Wie alles begann...

 

 

1990, als ich fast 3 Jahren alt war, hat mich mein Vater zum ersten Mal, zur Semperit Rallye mitgenommen.

Ab diesem Zeitpunkt verpasste ich (bis auf eine Ausnahme) keine einzige Semperit bzw. Waldviertel Rallye mehr. Schon in jungen Jahren verfolgte ich auch regelmäßig Formel1 und MotoGP im Fernsehen mit.

 

 

 

1996 ist mir ein damals noch unbekannter junger Motorradrennfahrer ins Auge gestochen – Valentino Rossi („The Doctor“) in der 125 ccm Klasse. Doch mich begeisterte sein unbekümmerter und spektakuläre Fahrstil und ich wurde ein großer Fan. Nun wurde der „gelbe 46er“ überall aufgeklebt, zuerst auf mein Kinderfahrrad, später auf das Moped, dann auf das Auto und auf meine KTM Supermoto. Er ist mein Idol geworden.

 

Tavullia, Heimatort von Valentino Rossi
Tavullia, Heimatort von Valentino Rossi

Mit den Jahren sind immer mehr Rallys dazu gekommen - 2005 die Herbstrallye, welche quasi „vor der Haustüre“ stattfindet, sowie auch die Jänner Rallye . Mit meiner ersten Digitalkamera habe ich alles mit gefilmt, was mir vor die Linse kam. Später habe ich sie durch einen HD Camcorder ersetzt.

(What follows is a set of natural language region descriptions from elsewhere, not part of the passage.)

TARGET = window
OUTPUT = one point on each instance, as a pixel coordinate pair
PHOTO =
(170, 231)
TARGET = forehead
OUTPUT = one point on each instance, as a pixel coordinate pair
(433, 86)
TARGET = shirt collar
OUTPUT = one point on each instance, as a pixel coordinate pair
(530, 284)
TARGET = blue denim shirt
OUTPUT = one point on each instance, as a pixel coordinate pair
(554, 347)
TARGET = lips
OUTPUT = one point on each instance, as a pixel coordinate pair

2007 nahm ich am Racing Rookie teil. (Das war eine Veranstaltung von Ford Austria, Auto Revue und einigen anderen Partnern, bei der junge Talente als Rallyepiloten gesucht wurden). Ich schaffte es gleich ins Finale.

Dieses fand wenige Wochen später am Wachhauring statt, wo ich mich ganz unerwartet Runde für Runde weiter qualifizierte. Es lief alles perfekt, ich wuchs über mich hinaus und kam in das große Finale. Jetzt hieß es „Mann gegen Mann“ - Lukas Langstadlinger gegen mich im Ford Fiesta ST Cup Car, über mehrere Runden am Ring. Obwohl es am Ende nicht für den Sieg reichte, war es eine großartige Erfahrung, dass ich ein Rennauto am absoluten Limit über die Rennstrecke bewegen durfte.

2009 infizierte ich mich mit dem Erzberg Rodeo Virus, wo das härteste Eintagesendurorennen der Welt stattfindet. Von 500 Startern, sehen nur eine Handvoll das Ziel. Der Rest wird erbarmungslos vom „Iron Giant“ abgeworfen! Jedes Jahr geht es zu Fuß noch höher am Berg hinauf, auf der Suche nach den spektakulärsten Stellen.

2011 bin ich durch einen Freund auf die Fotografie gestoßen. Ich schaffte mir meine erste Spiegelreflexkamera eine Canon 500D und diverse Objektive an.

 

Meine fotografischen Schwerpunkte sind Landschafts-, Naturfotografie sowie Motorsport (Rallye, Motocross und Supermoto).

2012 habe ich die Canon 500D durch eine 50D ausgetauscht.